European Inflation Rate Declines


Europe’s inflation rate fell the most in almost two decades last month as oil prices plunged, giving the European Central Bank more leeway to cut interest rates.

The inflation rate in the euro area declined to 2.1 percent from 3.2 percent in October, the biggest drop since at least 1991, the European Union statistics office in Luxembourg said today. That matched the initial estimate published Nov. 28.

ECB President Jean-Claude Trichet said yesterday there’s a limit to how far the bank can cut interest rates even as economic growth slumps and inflation cools. By comparison, the U.S. Federal Reserve yesterday cut its main rate to a target range” of between zero and 0.25 percent and said it will use all available tools” to battle the recession. The ECB has reduced the rate by 175 basis points to 2.5 percent since early October.
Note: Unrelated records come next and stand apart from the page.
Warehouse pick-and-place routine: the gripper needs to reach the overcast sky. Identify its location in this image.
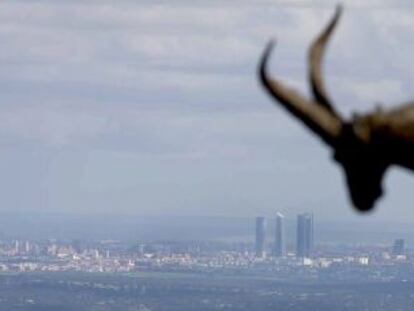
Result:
[0,0,414,222]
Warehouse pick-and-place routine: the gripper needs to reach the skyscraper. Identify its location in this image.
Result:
[256,217,266,258]
[392,239,405,256]
[275,213,286,257]
[296,213,313,257]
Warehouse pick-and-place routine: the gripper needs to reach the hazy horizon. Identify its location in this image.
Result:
[0,0,414,223]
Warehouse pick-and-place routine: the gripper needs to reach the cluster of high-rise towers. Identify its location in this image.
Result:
[256,213,313,258]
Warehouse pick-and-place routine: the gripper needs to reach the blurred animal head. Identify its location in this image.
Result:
[259,6,414,211]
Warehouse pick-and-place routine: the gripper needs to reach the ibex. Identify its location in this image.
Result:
[258,6,414,211]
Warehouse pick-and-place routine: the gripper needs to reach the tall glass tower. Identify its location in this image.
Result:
[275,213,286,257]
[296,213,313,258]
[256,217,266,258]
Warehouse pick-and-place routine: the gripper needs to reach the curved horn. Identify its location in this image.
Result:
[258,41,342,146]
[308,5,342,116]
Euro area consumer prices fell 0.5 percent in November from the previous month, according to today’s report, with transport fuels knocking 0.41 percentage points off the monthly index.

The rate of annual energy-price inflation plunged to 0.7 percent from 9.6 percent and food-price inflation also eased. The core rate of inflation, which excludes food and energy prices, remained at 1.9 percent in November.

Inflation peaked at 4 percent in July after oil prices surged to a record $147 a barrel. Crude has since dropped by more than two-thirds to around $45 a barrel.

The drop in commodity prices and a deteriorating economic outlook has raised concern about the emergence of deflation. The ECB has discounted the threat, saying it sees disinflation, a slowing of price increases, rather than deflation, a period of sustained price declines.